24 : cité par, S.H. FAHIM « Etat de la mise en valeur agricole dans la Tassaout Amont : Cas du secteur OULED NACEUR »Mém. 3 ème cycle. IAV Hassan II. déc.1995.

1.4.3. Les réformes de financements apportés par le PAGI 2 :

Le désengagement de l'Etat n'a de sens que si les producteurs sont eux même capables d'investir davantage. D'où le projet national de crédit agricole inscrit dans le PAGI 2, qui fait l'objet d'un prêt de la Banque Mondiale de 190 millions de dollars Américains sur vingt ans. La raison en est simple: La capacité d'épargne et d'endettement de la majorité des agriculteurs marocains est très faible, compte tenu de leur pauvreté et de l'accès au crédit agricole qui demeure faible même pour les emprunteurs potentiels (30 % en 1987)25. D'autres facteurs font obstacle à l'accès au crédit agricole, c'est le cas en particulier des structures foncières (microfundisme) et absence de titres de priorité sur les terres collectives). Cela fait ressortir que le problème majeur réside dans la formule d'accès au crédit agricole. Le PAGI 2 recommande en conséquence, de développer les outils de financement de l'agriculture avec une certaine volonté de privilégier les prêts d'investissement aux petits agriculteurs.

2. Défis de la politique d’ajustement structurel: 2.1. Au niveau du foncier :

L'un des graves problèmes soulevés par cette politique d'ajustement structurel réside d'abord précisément dans son ignorance de toute réforme des structures foncières! Curieusement, c’est certain parmi les obstacles structurels les plus manifestes au développement de l'agriculture marocaine qui sont délaissés (statuts fonciers, régimes de succession, morcellement des terres, modes de faire-valoir, etc...), alors que l'essentiel de l'effort de réforme ne semble motivé que par le désir de tout soumettre à la logique du marché 26.

2.2. Au niveau des assolements :

La libéralisation des assolements semble avoir déjà conduit dans certains périmètres à des "reclassements" dans les choix des agriculteurs qui se sont traduit notamment par des régressions des superficies consacrées à des cultures de base stratégiques (la betterave sucrière par exemple) 2.

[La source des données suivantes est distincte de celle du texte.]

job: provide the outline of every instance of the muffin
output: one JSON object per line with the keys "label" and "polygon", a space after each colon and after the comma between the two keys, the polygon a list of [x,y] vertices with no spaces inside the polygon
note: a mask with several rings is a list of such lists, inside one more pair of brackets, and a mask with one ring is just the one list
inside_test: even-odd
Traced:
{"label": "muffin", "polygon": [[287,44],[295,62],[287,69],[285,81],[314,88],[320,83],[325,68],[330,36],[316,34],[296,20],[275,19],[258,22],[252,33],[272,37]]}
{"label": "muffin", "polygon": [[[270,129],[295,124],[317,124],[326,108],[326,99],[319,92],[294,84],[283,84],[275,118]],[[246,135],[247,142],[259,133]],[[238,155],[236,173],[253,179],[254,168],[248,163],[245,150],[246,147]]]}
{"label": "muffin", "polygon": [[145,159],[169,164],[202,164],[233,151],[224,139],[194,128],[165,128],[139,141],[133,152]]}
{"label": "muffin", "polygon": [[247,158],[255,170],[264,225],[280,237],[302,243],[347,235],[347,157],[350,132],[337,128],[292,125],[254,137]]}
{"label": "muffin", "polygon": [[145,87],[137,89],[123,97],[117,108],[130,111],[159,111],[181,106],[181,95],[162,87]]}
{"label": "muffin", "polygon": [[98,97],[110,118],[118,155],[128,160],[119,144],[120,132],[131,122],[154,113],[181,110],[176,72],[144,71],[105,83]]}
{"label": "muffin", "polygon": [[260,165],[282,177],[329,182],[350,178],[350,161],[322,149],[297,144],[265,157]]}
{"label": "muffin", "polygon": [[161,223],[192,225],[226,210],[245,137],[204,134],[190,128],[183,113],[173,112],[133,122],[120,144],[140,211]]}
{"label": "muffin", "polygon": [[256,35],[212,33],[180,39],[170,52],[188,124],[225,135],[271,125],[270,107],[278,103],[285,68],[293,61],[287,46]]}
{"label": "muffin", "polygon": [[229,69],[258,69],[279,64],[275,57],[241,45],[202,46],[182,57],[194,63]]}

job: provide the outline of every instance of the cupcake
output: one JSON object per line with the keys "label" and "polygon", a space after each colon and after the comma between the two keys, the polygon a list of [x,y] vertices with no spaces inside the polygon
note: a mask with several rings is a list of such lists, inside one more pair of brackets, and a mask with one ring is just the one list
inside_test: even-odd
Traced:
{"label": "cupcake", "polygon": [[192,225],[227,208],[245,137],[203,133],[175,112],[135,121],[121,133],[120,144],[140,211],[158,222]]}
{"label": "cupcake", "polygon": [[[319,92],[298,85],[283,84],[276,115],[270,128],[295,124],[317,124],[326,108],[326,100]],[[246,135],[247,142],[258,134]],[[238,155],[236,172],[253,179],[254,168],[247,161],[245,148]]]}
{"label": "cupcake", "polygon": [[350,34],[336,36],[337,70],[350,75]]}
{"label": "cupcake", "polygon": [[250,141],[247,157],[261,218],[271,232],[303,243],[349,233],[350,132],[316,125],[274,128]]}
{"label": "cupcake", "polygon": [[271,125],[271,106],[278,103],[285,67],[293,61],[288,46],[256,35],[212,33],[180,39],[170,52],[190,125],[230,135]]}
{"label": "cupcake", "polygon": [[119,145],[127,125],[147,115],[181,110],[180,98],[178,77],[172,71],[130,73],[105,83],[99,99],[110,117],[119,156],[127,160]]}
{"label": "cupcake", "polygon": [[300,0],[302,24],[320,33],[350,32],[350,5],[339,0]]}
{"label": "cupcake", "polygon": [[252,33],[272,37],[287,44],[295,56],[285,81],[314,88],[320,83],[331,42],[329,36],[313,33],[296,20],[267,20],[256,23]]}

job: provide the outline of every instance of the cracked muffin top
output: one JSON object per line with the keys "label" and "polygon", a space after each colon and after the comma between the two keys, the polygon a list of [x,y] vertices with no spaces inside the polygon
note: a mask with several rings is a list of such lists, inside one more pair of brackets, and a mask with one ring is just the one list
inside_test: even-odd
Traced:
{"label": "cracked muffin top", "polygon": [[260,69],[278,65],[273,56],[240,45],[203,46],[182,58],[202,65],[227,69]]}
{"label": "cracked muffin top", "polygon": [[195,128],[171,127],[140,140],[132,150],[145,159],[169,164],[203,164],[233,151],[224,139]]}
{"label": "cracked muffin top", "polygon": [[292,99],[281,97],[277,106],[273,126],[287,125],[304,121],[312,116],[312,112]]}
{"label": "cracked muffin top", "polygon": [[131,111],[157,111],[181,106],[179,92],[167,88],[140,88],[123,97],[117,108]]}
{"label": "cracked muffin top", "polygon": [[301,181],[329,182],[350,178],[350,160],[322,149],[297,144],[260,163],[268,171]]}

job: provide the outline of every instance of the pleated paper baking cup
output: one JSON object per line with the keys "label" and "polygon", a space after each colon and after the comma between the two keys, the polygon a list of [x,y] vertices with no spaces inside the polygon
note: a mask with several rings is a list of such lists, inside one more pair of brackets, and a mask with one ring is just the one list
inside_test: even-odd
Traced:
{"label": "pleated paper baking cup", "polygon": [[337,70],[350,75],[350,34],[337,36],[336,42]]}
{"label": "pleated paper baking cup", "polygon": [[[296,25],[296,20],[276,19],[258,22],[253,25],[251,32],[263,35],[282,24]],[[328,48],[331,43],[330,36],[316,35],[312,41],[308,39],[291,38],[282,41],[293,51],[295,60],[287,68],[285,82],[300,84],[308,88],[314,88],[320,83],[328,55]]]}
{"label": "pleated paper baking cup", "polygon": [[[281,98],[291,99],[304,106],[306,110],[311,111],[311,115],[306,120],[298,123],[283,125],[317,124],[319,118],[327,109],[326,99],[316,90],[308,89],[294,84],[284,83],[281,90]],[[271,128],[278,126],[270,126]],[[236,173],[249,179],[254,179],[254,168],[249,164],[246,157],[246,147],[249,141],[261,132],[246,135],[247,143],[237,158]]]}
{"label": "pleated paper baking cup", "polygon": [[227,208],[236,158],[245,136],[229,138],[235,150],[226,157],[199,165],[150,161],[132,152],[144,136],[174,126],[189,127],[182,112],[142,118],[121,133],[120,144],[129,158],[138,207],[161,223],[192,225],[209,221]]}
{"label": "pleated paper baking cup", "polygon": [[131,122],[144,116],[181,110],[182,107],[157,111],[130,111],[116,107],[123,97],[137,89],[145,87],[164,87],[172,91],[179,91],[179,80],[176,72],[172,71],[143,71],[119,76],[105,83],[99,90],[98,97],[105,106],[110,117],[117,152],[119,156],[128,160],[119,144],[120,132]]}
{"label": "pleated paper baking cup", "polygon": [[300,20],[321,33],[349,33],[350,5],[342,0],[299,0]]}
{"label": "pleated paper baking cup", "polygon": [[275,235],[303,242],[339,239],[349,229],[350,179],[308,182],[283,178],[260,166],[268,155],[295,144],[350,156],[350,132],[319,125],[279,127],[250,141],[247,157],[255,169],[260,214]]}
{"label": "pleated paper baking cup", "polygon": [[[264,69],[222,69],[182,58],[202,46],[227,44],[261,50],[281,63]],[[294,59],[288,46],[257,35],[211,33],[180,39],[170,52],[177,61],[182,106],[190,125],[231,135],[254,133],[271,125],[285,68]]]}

Les nouvelles conditions de productions à l’échelle de l’exploitation offrent à l’agriculteur la possibilité de conduire les systèmes qui répondent en priorité à ses objectifs.

25 : Cité par, S.H. FAHIM « Etat de la mise en valeur agricole dans la Tassaout Amont : Cas du secteur OULED NACEUR »Mém. 3 ème cycle. IAV Hassan II. déc.1995.

26 : N. Akesbi,"La politique d'ajustement structurel dans l'agriculture au Maroc risques et périls du désengagement de l'Etat", Mai 1995.

2.3. Au niveau des incitations :

Ce sont les considérations budgétaires qui ont surtout prévalu dans la politique de réduction ou de suppression des subventions et de soutien des prix à la production et la consommation. La libéralisation des prix des intrants s'est surtout traduite par leur renchérissement alors que les conditions de commercialisation ne permettent guère l'ajustement conséquent des prix de vente. Face au risque de voir leur revenu chuter, nombreux semblent être les producteurs dont le "réflexe" a été de chercher à limiter le dommage en "économisant" sur les doses d'engrais, la qualité des semences ou des travaux mécaniques, "oubliant" qu'ils compromettent ainsi encore plus les chances d'amélioration de la productivité et partant de leurs revenus26.